Abstract

Diazabicyclooctanes (DBOs) are promising β-lactamase inhibitors. Some, including nacubactam (OP0595/RG6080), also bind PBP2 and have an enhancer effect, allowing activity against Enterobacteriaceae with MBLs, which DBOs do not inhibit. We tested the activity of nacubactam/β-lactam combinations against MBL-producing Enterobacteriaceae. Test panels comprised (i) 210 consecutive Enterobacteriaceae with NDM or VIM MBLs, as referred by UK diagnostic laboratories, and (ii) 99 supplementary MBL-producing Enterobacteriaceae, representing less prevalent phenotypes, species and enzymes. MICs were determined by CLSI agar dilution. MICs of nacubactam alone were bimodal, clustering at 1-8 mg/L or >32 mg/L; >85% of values for Escherichia coli and Enterobacter spp. fell into the low MIC cluster, whereas Proteeae were universally resistant and the Klebsiella spp. were divided between the two groups.
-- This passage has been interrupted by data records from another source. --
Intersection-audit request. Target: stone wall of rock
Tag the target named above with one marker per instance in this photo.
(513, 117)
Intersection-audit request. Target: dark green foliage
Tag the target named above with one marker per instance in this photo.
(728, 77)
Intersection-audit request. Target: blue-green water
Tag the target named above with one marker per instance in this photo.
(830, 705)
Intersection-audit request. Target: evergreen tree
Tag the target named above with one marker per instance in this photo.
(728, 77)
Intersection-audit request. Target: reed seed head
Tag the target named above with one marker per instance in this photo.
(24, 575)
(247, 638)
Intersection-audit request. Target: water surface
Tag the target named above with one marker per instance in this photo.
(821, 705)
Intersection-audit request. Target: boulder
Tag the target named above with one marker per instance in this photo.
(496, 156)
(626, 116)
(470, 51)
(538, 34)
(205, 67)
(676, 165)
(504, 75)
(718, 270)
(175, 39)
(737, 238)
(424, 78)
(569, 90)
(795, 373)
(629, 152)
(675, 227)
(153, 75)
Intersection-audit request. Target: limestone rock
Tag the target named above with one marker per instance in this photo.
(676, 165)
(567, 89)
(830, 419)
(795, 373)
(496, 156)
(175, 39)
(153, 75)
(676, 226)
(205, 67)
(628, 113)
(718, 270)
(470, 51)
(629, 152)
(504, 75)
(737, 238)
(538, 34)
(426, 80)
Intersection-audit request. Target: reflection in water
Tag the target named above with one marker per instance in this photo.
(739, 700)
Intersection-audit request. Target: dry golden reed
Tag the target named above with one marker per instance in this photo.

Depending on the prospective breakpoint (4 + 4 or 8 + 4 mg/L), and on whether all isolates were considered or solely the Consecutive Collection, meropenem/nacubactam and cefepime/nacubactam inhibited 80.3%-93.3% of MBL producers, with substantial gains over nacubactam alone. Against the most resistant isolates (comprising 57 organisms with MICs of nacubactam >32 mg/L, cefepime ≥128 mg/L and meropenem ≥128 mg/L), cefepime/nacubactam at 8 + 4 mg/L inhibited 63.2% and meropenem/nacubactam at 8 + 4 mg/L inhibited 43.9%. Aztreonam/nacubactam, incorporating an MBL-stable β-lactam partner, was almost universally active against the MBL producers and, unlike aztreonam/avibactam, had an enhancer effect. Nacubactam combinations, including those using MBL-labile β-lactams, e.g. meropenem and cefepime, can overcome most MBL-mediated resistance. This behaviour reflects nacubactam's direct antibacterial and enhancer activity.